I'll try to manually re-enter the correct LAN IP again, but I'm at a loss for why it changed to something that I didn't enter. Would it be because on the server my range is 10.10.0.10 - 10.10.0.200 and we're setting the router outside the scope so it's coming back as something completely different? My understanding was that we were intentionally setting it outside the scope of the server and once it was set, we would set up the DHCP range on the router as 201-254.


----------



## Wand3r3r (Sep 17, 2010)

That router has no way of knowing if there are other routers, servers or dhcp servers on the lan. To be sure disconnect it from the lan and have only your laptop/pc connected to it when you configure it. There maybe a bug in the firmware causing this issue.

What subnet mask are you using on the server?


----------



## ghettofunk (Oct 25, 2012)

I've tried changing the LAN IP on the router to 10.10.0.254 again without success (it again shows 20.1.1.1).

Then I tried changing the LAN IP on the router to 10.10.0.200 - since that was in the range of the server - again it reverts to 20.1.1.1.

Then I tried changing the LAN IP on the router to 10.10.0.254 and turned off DNS Relay. Again - 20.1.1.1.

So every time I try to manually change the LAN IP on the router it reverts to a 20x address. 

I'm at a loss.


----------



## ghettofunk (Oct 25, 2012)

Wand3r3r said:


> That router has no way of knowing if there are other routers, servers or dhcp servers on the lan. To be sure disconnect it from the lan and have only your laptop/pc connected to it when you configure it. There maybe a bug in the firmware causing this issue.
> 
> What subnet mask are you using on the server?


Sorry - missed this reply before I replied. Subnet mask on the server is 255.255.255.0.

I'll try plugging my computer directly into the router and reconfiguring while it's not connected to the LAN.


----------



## Wand3r3r (Sep 17, 2010)

That appears to be a "feature" [bug] in the router.

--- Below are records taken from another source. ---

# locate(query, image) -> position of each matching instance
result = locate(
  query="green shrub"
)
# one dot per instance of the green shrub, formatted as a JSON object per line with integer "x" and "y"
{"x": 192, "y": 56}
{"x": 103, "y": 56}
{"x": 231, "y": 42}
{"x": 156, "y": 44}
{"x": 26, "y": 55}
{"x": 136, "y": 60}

What is really strange is the 20.x

10x, 172x and 192x are private ips which is what the router should support. Might want to see if there is a firmware update that addresses this issue. I would suggest you email the manufactures tech support on the subject to get their thoughts/suggestions.


----------



## ghettofunk (Oct 25, 2012)

Oh. My. Goodness. Finally. Turns out the reason it wasn't connecting was because it was in the wrong device mode for our setup - though I agree that the 20.x is still pretty odd.

I switched it to Extender Mode (wired AP) rather than Router Mode (which is the mode that I had been trying everything in) - set all the Static IP info to everything we've talked about previously and now I'm in.

Thank you so much for walking me through all the different options - I actually feel like I've learned quite a bit about this whole setup in the process - I just wish it wasn't a 3 day ordeal! 

Thanks again.


----------



## Wand3r3r (Sep 17, 2010)

Extender mode should mean you are not doing NAT so I don't see how this can work for you. Understand this puts the device just as a AP not as a router so I don't see how that can help you.


----------